#### DD4WH

##### Well-known member

To test T4 performance I extracted the fast convolution filtering code from my SDR and tested it with the Teensy 4.0 and the Teensy audio board. Both were connected with flying wires (MCLK with 100ohms series resistor).

The code takes stereo I2S input and performs bandpass filtering of both channels simultaneously (in one complex FFT/cplxmultiply/iFFT operation) and outputs them as I2S output to the SGTL5000 outputs.

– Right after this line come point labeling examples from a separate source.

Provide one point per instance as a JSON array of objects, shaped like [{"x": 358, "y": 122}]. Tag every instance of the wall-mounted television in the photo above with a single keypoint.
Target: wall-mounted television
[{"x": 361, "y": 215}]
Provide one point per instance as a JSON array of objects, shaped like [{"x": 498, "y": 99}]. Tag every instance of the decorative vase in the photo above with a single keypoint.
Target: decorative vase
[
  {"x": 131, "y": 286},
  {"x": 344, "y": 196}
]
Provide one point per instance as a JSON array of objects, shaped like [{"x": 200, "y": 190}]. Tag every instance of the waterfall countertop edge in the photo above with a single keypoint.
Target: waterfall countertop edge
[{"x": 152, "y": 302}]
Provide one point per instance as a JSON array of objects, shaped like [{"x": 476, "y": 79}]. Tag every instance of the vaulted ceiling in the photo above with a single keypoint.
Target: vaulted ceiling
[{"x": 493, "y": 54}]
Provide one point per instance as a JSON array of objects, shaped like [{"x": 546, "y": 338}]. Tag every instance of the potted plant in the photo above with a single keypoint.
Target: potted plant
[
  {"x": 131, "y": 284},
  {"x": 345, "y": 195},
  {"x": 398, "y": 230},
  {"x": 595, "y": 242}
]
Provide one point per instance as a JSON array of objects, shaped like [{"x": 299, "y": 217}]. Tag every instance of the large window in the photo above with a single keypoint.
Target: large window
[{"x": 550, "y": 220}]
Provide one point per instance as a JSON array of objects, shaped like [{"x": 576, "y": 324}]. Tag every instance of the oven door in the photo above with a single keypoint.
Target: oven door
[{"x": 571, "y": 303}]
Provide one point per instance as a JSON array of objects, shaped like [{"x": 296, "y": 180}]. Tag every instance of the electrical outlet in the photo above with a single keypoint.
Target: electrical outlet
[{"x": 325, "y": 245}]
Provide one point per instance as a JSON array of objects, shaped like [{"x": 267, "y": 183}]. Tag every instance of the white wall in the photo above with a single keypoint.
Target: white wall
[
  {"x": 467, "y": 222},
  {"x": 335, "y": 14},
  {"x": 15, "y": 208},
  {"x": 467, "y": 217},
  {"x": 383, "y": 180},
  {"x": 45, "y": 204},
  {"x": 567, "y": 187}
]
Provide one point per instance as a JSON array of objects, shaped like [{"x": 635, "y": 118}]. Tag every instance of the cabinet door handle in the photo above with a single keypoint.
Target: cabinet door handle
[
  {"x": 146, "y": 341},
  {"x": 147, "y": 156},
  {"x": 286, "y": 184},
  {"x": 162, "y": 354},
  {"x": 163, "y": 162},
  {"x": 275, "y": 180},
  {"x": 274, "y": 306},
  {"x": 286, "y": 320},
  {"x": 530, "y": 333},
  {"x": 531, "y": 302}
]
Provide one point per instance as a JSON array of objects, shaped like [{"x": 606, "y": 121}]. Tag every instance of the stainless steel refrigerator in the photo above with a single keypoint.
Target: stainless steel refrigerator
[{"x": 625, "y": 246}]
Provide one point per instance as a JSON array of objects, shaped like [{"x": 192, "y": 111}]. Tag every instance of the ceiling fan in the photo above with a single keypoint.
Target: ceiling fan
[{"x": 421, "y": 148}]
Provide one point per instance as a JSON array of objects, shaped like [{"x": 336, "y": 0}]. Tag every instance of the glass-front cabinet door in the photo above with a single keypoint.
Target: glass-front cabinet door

You can choose the FFT size (equivalent to steepness of the filter skirts / number of FIR filter taps). It uses fast convolution with overlap & save and 50% overlap and 4-term-Blackman-Harris-windowing. You can alter the FFT size [256, 512, 1024, 2048, 4096], which is equivalent to number of FIR taps [129, 513, 1025, 2049] and the FFT window. Also try to change the lower and upper bandpass cutoff frequency for the filter.

The filter response with a 4096-sized FFT has skirts so steep, that you will never want any larger filter response ;-).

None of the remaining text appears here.